There are known phenomena of “impulse buying” and “name brand recognition.”
Rational decision making in major, capital expenditures, must hold. However, in consumer purchases, rationality seems to be rare – Kevin Kilty is right. Folks buy cars based on how many cup-holders they have, not for minimum unscheduled maintenance. Being “way cool” completely overrides rationality.
______________________________________
Good one!
” a fragile car or a house built on sand ”
Both bad examples. EVs are fragile and houses on North Carolina’s Outer Banks regularly float off into the Atlantic.
Nice article. Yes it’s true coal should be in the mix however we shouldn’t rely heavily on any one source of power. Rather we should have a good mix of coal, gas and nuclear. Stop wasting our time money and resources on wind and solar they don’t work. Coal, gas and nuclear do.
Hydro also has a good case in selected regions where it can be properly implemented wrt rainfall and terrain.
You are right but there is opposition to hydro also and I wonder how many appropriate sites are left.

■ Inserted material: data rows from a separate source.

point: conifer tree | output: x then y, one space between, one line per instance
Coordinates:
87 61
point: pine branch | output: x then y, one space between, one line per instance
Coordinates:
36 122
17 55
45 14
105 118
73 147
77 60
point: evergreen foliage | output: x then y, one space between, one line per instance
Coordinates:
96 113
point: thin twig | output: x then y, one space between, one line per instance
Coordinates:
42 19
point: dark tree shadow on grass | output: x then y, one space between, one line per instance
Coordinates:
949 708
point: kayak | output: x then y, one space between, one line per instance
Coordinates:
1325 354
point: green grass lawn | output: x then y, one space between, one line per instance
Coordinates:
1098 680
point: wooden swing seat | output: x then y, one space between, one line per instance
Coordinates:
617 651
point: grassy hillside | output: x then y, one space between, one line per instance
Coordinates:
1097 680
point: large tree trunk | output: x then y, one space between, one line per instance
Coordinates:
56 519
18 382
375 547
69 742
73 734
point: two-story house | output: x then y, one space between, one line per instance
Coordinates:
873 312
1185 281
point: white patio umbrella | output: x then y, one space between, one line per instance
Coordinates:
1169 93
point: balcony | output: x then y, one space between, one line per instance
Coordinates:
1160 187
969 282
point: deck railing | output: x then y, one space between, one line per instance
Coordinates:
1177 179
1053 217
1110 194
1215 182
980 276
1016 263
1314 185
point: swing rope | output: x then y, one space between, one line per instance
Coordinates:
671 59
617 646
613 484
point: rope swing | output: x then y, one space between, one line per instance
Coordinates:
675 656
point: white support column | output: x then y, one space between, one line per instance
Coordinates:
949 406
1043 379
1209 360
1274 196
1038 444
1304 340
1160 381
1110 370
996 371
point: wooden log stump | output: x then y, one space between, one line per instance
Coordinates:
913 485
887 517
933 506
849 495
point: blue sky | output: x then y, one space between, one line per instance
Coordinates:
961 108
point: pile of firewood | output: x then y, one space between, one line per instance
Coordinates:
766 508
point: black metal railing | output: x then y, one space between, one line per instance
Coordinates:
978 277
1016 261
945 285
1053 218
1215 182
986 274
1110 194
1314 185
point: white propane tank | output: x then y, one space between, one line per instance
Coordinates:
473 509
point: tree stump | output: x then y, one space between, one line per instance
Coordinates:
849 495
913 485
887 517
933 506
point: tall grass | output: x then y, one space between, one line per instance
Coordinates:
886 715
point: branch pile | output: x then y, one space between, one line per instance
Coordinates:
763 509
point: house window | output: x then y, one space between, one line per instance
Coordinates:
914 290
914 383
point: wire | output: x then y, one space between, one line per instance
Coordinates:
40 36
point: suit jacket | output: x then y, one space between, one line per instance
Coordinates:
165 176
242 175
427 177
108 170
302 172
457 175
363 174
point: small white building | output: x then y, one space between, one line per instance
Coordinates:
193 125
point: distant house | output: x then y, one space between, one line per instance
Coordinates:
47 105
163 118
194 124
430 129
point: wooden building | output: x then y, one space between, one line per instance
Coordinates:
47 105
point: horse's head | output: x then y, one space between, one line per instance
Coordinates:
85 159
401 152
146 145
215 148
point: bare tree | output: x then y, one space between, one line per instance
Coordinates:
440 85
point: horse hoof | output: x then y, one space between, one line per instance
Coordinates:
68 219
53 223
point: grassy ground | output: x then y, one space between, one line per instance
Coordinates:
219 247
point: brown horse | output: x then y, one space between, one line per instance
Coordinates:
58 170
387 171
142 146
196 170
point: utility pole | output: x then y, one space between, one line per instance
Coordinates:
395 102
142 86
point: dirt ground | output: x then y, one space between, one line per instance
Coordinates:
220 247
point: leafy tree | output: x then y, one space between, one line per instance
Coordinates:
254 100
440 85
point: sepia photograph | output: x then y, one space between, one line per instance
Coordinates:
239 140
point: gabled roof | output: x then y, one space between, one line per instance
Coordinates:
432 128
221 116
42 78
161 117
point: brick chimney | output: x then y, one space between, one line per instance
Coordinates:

Coal is just Nature’s way of trapping solar energy for our benefit.
They start with purpose of the product type.
Workboots are rugged, should have steel toes.
I buy light hiking boots to support ankles on uneven surfaces, whereas other people would buy lighter shoes.
And pay attention to new things – now you can buy a two-story clothes driver that you hang delicate garments in the top half of rather than tumbling them. For a price of course. (Or a stacked combination of compact washer and drying good for apartments.)
The first paragraph clearly demonstrates type 1 of Milton Friedman’s “4 ways you can spend money” in that when spending your own money on yourself, you look at price and quality. The 4th way you can spend money is spending other people’s (Taxpayers) money on somebody else (“The Planet”) and you don’t care about either price or quality, you just want to spend it. Type 4 is all government spending sadly.